Amnon Shashua, cofounder and chief technology officer of the Israeli company Mobileye, lives and works at the vanguard of self-driving cars.
“Autonomous vehicles are really just a platform for artificial intelligence,” he told a rapt audience at an event hosted by the American Friends of Hebrew University in Centre City. That’s essentially a computer that can perceive risks and make split-second driving decisions.
Say what? That’s right. Shashau’s not like the rest of us — he’s an inventor, a teacher, and a prophet about the future we’re all going to be living.
Shashua still teaches full-time as well at Hebrew University in Israel, despite the fact that the company he helped found, Mobileye, was sold to Intel for $15.3 billion in 2017. Mobileye cameras are embedded in 15 million cars around the world, providing a feature that’s now standard technology on most new cars, known as “assisted” driving.
What the professor means by cars as an AI platform is that the artificial intelligence needed to create a safe, self-driving car is such a leap forward in technology that it will be used in other spin-off inventions.
“Cars are the ideal platform for AI — requiring intelligence, perception, decision-making. Very much like playing chess,” he explained. In addition, “imagine a world where a family only needs one self-driving car. It can drop your kids off at school, then you at work, then go pick up your groceries at the store by itself.”
Investors want to know: Which companies will be the winners and losers in self-driving car space?
Among players in autonomous vehicles are Uber, Alphabet, Apple, Ford, GM, Waymo, BMW, and Volkswagen. Uber is aiming to return to the self-driving road after Alphabet (GOOG, GOOGL) launched the first U.S. commercial robo-taxi service, called Waymo One, in Arizona.

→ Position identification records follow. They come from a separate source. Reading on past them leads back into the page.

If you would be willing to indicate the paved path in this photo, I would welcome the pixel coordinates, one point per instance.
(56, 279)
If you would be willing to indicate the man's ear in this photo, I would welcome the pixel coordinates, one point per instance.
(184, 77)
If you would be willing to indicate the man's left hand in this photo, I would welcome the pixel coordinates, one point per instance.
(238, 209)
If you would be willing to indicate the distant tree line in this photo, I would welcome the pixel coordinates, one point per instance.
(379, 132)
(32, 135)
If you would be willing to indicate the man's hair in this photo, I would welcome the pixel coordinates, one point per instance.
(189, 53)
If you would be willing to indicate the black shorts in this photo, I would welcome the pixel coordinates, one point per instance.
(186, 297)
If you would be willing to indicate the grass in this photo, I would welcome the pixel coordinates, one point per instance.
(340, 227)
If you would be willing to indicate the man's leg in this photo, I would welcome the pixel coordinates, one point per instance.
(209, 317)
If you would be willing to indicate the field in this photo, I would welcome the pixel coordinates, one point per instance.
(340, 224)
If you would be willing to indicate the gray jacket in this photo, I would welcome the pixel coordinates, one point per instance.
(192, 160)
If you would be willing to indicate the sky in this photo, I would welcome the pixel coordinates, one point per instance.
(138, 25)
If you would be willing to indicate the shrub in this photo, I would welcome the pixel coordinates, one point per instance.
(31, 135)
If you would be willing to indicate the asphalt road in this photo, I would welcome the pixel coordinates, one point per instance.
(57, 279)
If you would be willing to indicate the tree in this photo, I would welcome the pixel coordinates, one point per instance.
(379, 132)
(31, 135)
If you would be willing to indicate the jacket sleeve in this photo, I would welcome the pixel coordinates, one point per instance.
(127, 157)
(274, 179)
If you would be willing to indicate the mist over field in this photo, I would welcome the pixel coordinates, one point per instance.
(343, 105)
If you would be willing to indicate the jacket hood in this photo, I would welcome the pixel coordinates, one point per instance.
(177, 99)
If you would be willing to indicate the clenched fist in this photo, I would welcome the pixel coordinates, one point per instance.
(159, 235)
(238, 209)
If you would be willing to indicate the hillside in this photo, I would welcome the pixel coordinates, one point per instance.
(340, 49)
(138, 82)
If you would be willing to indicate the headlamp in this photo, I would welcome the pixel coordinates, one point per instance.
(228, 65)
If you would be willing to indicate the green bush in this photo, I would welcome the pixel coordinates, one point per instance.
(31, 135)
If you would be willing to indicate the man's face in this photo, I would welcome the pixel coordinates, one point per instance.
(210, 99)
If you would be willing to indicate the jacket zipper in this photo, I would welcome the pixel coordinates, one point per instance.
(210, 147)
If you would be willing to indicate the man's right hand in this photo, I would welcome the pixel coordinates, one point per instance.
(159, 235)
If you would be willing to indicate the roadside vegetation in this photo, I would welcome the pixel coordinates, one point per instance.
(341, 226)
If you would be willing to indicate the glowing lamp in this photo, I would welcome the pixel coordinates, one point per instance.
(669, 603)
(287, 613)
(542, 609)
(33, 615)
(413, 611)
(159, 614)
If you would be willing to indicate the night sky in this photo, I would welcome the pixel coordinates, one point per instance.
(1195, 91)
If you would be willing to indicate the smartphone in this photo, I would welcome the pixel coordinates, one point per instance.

Uber briefly suspended operations after one of its autonomous cars hit and killed a woman crossing a street in March in Tempe, Ariz. It now plans to run vehicles on a mile loop between its offices in Pittsburgh, not exceeding a speed limit of 25 miles per hour.
Apple (AAPL) “has been highly secretive about what they’re doing,” Shashua said. “It’s very hard to pick winners at this point.”
Traffic deaths are the concept killer and carmakers are trying to solve the problem.
“That’s the biggest challenge, how to guarantee safety,” Shashua said. There are 40,000 driving-related fatalities a year in the U.S. But those are committed by humans.
If 40,000 people were killed by self-driving cars, which are just machines, every year, “society wouldn’t accept that,” he added.
“We wouldn’t accept 10,000 deaths a year by computer-driven cars, even though that’s an improvement. We need absolutely foolproof technology,” he said.
When does he see fully driverless cars arriving commercially? In urban centres, such as Philadelphia, not for many years, he said. And it will likely take even longer in rural areas,
where digital maps required for autonomous vehicles are less accurate.
The soonest a self-driving vehicle might launch is 2021, he estimates.
“And that will be a car that can drive only in good weather. We’ll need another two to four years for cars that can drive themselves in bad weather.”
Just a few weeks ago, Shashua and Volkswagen created a joint venture to commercialize VW autonomous vehicles in Tel Aviv, Israel.
“Until 2021, we’ll just be investing. We’re in development stage only. There are no profits yet” in the self-driving car space, nor does he predict profits anytime soon.
What about decades into the future?
“Once all cars are autonomous, say, in 50 years, we don’t need street lights anymore. We may not need parking lots.”
Shashua wouldn’t be drawn into saying which companies would come out ahead first. And he admits there will be social implications.
“What happens to all the cab drivers and truck drivers? The concept of vehicle ownership will change. It’s more economical not to own a car in many cities, so you and your neighbour in the future might share a driverless car. Even Uber admits the drivers represent 50 percent of the cost of its business,” he said. Thus, it’s in Uber’s interest to push for self-driving cars.
Legacy American automakers such as GM and Ford “are excited about this disruption, even though they may sell fewer cars. They realize the market is changing to a ‘mobility’ market, rather than a car market.”
What does an innovator like Shashua like to read?
“I used to read novels, until about 10 years ago. I had to stop because all I read now is technical and scientific journals.”
Shashua spoke for about an hour at the invitation of local businessman Herb Sachs, who endowed the professor’s chair at Hebrew University. It’s Israel’s oldest and largest university. The campus is no stranger to genius: One of Hebrew University’s earliest founders was Albert Einstein.